Dos días en un periodo de diez años es lo que aquí nos describe una de las maestras inglesas de la literatura del siglo XX. La primera parte se sitúa poco tiempo antes de la Primera Guerra Mundial. En ella nos adentramos en la realidad de una acomodada familia inglesa que gira en torno a un punto de apoyo fundamental: la señora Ramsay. Ella cuida, entiende y ordena a cada miembro de la casa -situada en la isla escocesa de Skye- en la que veranea la familia. El señor Ramsay es un filósofo algo excéntrico, muy gruñón y demasiado preocupado por la concepción que tengan de su obra los sabidos europeos de la época. Y Lilly Briscoe, una de las invitadas de la familia, tiene el mismo problema sin saberlo. La artista detenta un papel elemental a lo largo de la narración y va dando las claves necesarias para comprender el funcionamiento de la casa. El cuadro, un retrato de la señora Ramsay y su hijo James que tarda diez años en terminar, es el salvoconducto que reconcilia el principio con el final de la novela.

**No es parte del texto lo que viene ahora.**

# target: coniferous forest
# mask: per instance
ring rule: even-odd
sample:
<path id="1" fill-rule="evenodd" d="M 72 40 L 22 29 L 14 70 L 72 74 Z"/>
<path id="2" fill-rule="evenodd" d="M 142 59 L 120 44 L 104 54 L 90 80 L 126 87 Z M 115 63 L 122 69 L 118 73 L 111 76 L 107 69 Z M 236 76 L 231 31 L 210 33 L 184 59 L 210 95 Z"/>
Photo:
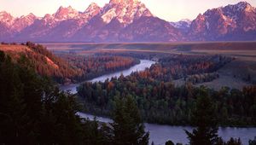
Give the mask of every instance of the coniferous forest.
<path id="1" fill-rule="evenodd" d="M 56 57 L 41 45 L 26 45 L 42 56 Z M 0 51 L 0 144 L 154 144 L 143 125 L 148 122 L 194 126 L 190 132 L 184 130 L 191 145 L 240 145 L 239 138 L 225 142 L 218 136 L 218 126 L 256 125 L 255 85 L 219 90 L 194 86 L 216 79 L 216 71 L 233 61 L 230 57 L 166 55 L 144 71 L 84 83 L 73 95 L 56 85 L 66 77 L 56 79 L 35 69 L 40 61 L 30 55 L 12 55 Z M 73 66 L 74 79 L 89 79 L 137 63 L 122 55 L 85 58 L 69 54 L 55 59 L 60 61 L 54 62 Z M 80 78 L 73 77 L 78 73 Z M 177 86 L 177 79 L 185 84 Z M 81 111 L 110 117 L 113 123 L 81 119 L 77 114 Z M 255 142 L 248 141 L 250 145 Z M 174 143 L 170 140 L 166 144 Z"/>

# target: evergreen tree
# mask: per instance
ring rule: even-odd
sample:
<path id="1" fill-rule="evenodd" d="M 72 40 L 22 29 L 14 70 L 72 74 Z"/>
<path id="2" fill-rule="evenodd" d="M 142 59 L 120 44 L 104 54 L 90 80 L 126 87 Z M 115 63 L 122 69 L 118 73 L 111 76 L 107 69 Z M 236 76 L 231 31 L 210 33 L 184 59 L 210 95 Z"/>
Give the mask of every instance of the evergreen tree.
<path id="1" fill-rule="evenodd" d="M 169 140 L 166 142 L 166 145 L 174 145 L 174 143 L 173 143 L 173 142 Z"/>
<path id="2" fill-rule="evenodd" d="M 215 145 L 219 140 L 215 107 L 204 88 L 201 88 L 200 94 L 192 116 L 196 129 L 193 132 L 185 131 L 191 145 Z"/>
<path id="3" fill-rule="evenodd" d="M 145 132 L 143 119 L 131 96 L 116 99 L 113 123 L 111 125 L 113 143 L 116 145 L 148 145 L 148 132 Z"/>

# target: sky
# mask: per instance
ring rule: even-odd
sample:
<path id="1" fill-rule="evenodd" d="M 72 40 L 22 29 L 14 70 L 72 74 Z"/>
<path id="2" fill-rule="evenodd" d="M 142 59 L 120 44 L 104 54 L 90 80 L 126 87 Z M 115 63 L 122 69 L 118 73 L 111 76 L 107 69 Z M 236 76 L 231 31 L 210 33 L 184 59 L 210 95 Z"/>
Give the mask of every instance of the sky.
<path id="1" fill-rule="evenodd" d="M 141 0 L 151 13 L 168 21 L 182 19 L 194 20 L 208 9 L 235 4 L 241 0 Z M 253 7 L 256 0 L 246 0 Z M 0 0 L 0 11 L 7 11 L 14 16 L 33 13 L 37 16 L 55 13 L 60 6 L 72 6 L 84 11 L 91 3 L 103 7 L 109 0 Z"/>

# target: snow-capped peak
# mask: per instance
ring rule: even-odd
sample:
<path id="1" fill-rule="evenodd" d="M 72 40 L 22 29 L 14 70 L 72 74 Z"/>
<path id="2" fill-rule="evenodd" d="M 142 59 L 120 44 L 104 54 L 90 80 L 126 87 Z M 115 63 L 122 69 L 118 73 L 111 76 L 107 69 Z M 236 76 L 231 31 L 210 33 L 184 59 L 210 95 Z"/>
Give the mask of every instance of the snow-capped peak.
<path id="1" fill-rule="evenodd" d="M 177 22 L 170 22 L 170 24 L 176 28 L 185 29 L 190 26 L 191 22 L 192 21 L 189 19 L 182 19 Z"/>
<path id="2" fill-rule="evenodd" d="M 139 0 L 110 0 L 109 3 L 115 3 L 115 4 L 119 4 L 119 3 L 139 3 Z"/>
<path id="3" fill-rule="evenodd" d="M 95 11 L 99 11 L 101 9 L 101 7 L 99 7 L 96 3 L 90 3 L 84 13 L 93 13 Z"/>
<path id="4" fill-rule="evenodd" d="M 68 6 L 67 8 L 60 7 L 59 9 L 55 14 L 53 14 L 53 16 L 59 20 L 67 20 L 76 17 L 79 14 L 79 11 L 73 9 L 71 6 Z"/>
<path id="5" fill-rule="evenodd" d="M 15 18 L 6 11 L 0 12 L 0 21 L 7 25 L 11 26 L 14 23 Z"/>
<path id="6" fill-rule="evenodd" d="M 114 18 L 125 26 L 142 16 L 153 16 L 139 0 L 110 0 L 102 9 L 102 19 L 109 23 Z"/>

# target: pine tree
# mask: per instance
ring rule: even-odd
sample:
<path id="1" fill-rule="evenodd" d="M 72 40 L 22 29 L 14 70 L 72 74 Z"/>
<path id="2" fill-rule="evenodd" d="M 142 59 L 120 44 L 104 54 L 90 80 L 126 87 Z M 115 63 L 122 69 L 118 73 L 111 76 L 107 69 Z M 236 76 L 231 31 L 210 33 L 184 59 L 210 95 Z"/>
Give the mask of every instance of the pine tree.
<path id="1" fill-rule="evenodd" d="M 192 114 L 192 121 L 196 129 L 193 132 L 185 130 L 191 145 L 215 145 L 219 141 L 215 107 L 206 92 L 204 88 L 201 88 L 201 96 L 197 98 Z"/>
<path id="2" fill-rule="evenodd" d="M 116 145 L 148 145 L 143 119 L 131 96 L 115 100 L 113 123 L 111 124 L 113 142 Z"/>

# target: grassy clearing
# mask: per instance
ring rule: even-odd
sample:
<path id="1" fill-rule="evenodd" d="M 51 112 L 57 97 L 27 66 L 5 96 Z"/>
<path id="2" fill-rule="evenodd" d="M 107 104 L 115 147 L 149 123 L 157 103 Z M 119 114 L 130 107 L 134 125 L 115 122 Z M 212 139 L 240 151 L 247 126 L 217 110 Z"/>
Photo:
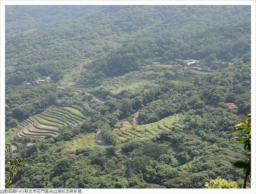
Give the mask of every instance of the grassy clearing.
<path id="1" fill-rule="evenodd" d="M 78 148 L 86 146 L 95 146 L 98 145 L 96 141 L 96 133 L 91 133 L 83 135 L 82 137 L 73 140 L 72 145 L 68 148 L 70 151 L 75 151 Z"/>
<path id="2" fill-rule="evenodd" d="M 148 140 L 155 138 L 161 131 L 170 130 L 174 123 L 178 123 L 180 119 L 178 115 L 174 115 L 153 123 L 115 129 L 112 133 L 119 140 L 118 144 L 137 137 Z"/>
<path id="3" fill-rule="evenodd" d="M 12 139 L 14 132 L 14 129 L 12 128 L 10 130 L 5 132 L 5 142 L 6 143 L 10 142 L 10 141 Z"/>
<path id="4" fill-rule="evenodd" d="M 71 108 L 71 107 L 64 107 L 64 108 L 65 109 L 70 111 L 72 113 L 74 113 L 76 115 L 84 117 L 84 115 L 83 115 L 81 112 L 77 109 L 74 109 L 74 108 Z"/>
<path id="5" fill-rule="evenodd" d="M 121 125 L 122 124 L 122 125 Z M 132 127 L 132 125 L 131 125 L 130 122 L 128 121 L 120 121 L 115 125 L 115 126 L 116 127 L 122 127 L 123 128 L 127 127 Z"/>

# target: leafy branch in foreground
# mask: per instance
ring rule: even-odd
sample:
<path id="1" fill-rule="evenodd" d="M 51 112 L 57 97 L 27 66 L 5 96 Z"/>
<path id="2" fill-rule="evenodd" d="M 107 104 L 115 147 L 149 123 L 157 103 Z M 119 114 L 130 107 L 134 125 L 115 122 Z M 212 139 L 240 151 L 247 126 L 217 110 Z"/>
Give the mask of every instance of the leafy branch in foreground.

Una segunda parte, encargada de hacer transcurrir los diez años, va dando las noticias que se van sucediendo a lo largo de la guerra y la posguerra. Finalmente la tercera y última fracción del libro relata dos días más en los que encontramos las evoluciones o involuciones que se han ido produciendo en las rutinas de los personajes.  La confección de la novela, de la cual Virginia Woolf explicó que le sirvió para reconciliarse con sus padres, está basada en su propia infancia y elaborada con una fina y poética prosa que si bien no permite una lectura ágil y despreocupada, hará las delicias de cualquiera que se entregue a ella.